Ottawa Citizen

Wilno deaths: I’ve lost trust in the system

Enormity of murders hurts us all, says Holly Campbell.

- Holly Campbell is an Ottawa-based violence survivor and advocate. twitter: @imsouperwo­man

The verdict came in. And it was too little, too late.

For Carol Culleton, Anastasia Kuzyk and Nathalie Warmerdam, it was much too late.

And for anyone who loved them, what comes next will forever be too little.

A reporter asked me about my time at the trial, and what I thought about him. Truth is, I didn’t think about him at all. I have wasted far too many hours of my life trying to understand the motivation­s, feelings and actions of someone like him.

My time in that courtroom was spent doing something more meaningful.

You see, every time I’m in one of these courtrooms, I pray.

I pray that the judge is a good judge who doesn’t perpetuate rape culture. I pray the police were diligent and there have been no errors during investigat­ion.

I pray the Crown has a solid case and has not tried to barter it away with a tasty plea deal to clear the desk.
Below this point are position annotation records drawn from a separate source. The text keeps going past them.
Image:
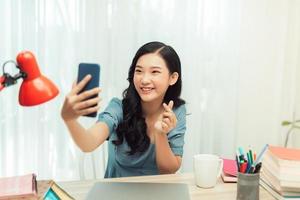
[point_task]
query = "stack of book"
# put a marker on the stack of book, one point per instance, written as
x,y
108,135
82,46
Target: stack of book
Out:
x,y
281,172
26,187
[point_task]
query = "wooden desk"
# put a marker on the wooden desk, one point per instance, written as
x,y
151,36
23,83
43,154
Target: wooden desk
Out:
x,y
79,189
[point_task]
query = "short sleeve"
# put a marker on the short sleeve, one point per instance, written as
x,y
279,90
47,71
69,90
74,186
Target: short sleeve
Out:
x,y
176,136
112,115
I pray the defence attorney who makes a comfortabl­e living “whacking the witness” one day realizes the significan­t harm this does to all victims of violence, including children, and the knock-on effects in our society. Why turn to the power of prayer, you ask? Because I’ve lost trust in the system. I have been let down by police, probation officers, Crowns, judges, family court, counsellor­s and domestic violence programs for abusers. Others are let down by the CAS, shelters and witness-relocation programs.

For most of us there comes this moment where it dawns on us: The cavalry isn’t coming.

That awesome burden of being solely responsibl­e for our safety, and that of our loved ones, weighs heavy.

Unless you have lived it, I’m not sure you can truly understand.

People ask what the system can do to prevent the next Wilno tragedy. I’m not sure we need new laws so much as using the powers the system already has, but with less bias toward giving the violent every possible break.

A Crown once said to me, “We’d rather 1,000 guilty men on the street than one innocent man behind bars.”

I understand this speaks to the fear the legal system has after the wrongful conviction of David Milgaard.

But when a police officer in a different region repeated that saying verbatim (in the context of pursuing possible probation breaches), I realized that this is the lens through which violent people are managed in the legal system.

With all the women who have been predictabl­y killed, it seems strange to me that the system’s worst-case scenario doesn’t seem to be more dead women.

While I have lost trust in this system, I do believe in us.

We are starting to broadly recognize the markers of misogyny and rape culture.

We are learning to be better bystanders and allies. People are teaching their kids about consent and boundaries and “listening to their gut.”

We must support those who push against flooding our news with salacious details and judgments about victims in high-profile trials.

With the lack of a formal defence in this trial, it was mostly absent. Good riddance. We must donate our money and time to organizati­ons doing front-line work to support victims and those engaging men to have healthier interactio­ns.

The public must demand accountabi­lity of the legal machine.

Victims and advocacy groups have been screaming and citing recommenda­tions from inquests and death panel reviews for decades.

It’s time for others to take some of the load — please.

The enormity of this tragedy should hurt us all.

On some level, we have all probably done something that made it harder for victims. Did society’s collective indifferen­ce permit a dangerous person to abuse, manipulate and intimidate an entire community for more than three decades?

I think we owe the families of Carol, Anastasia and Nathalie an apology.

Then we must promise them, and ourselves, that we will fix what’s broken.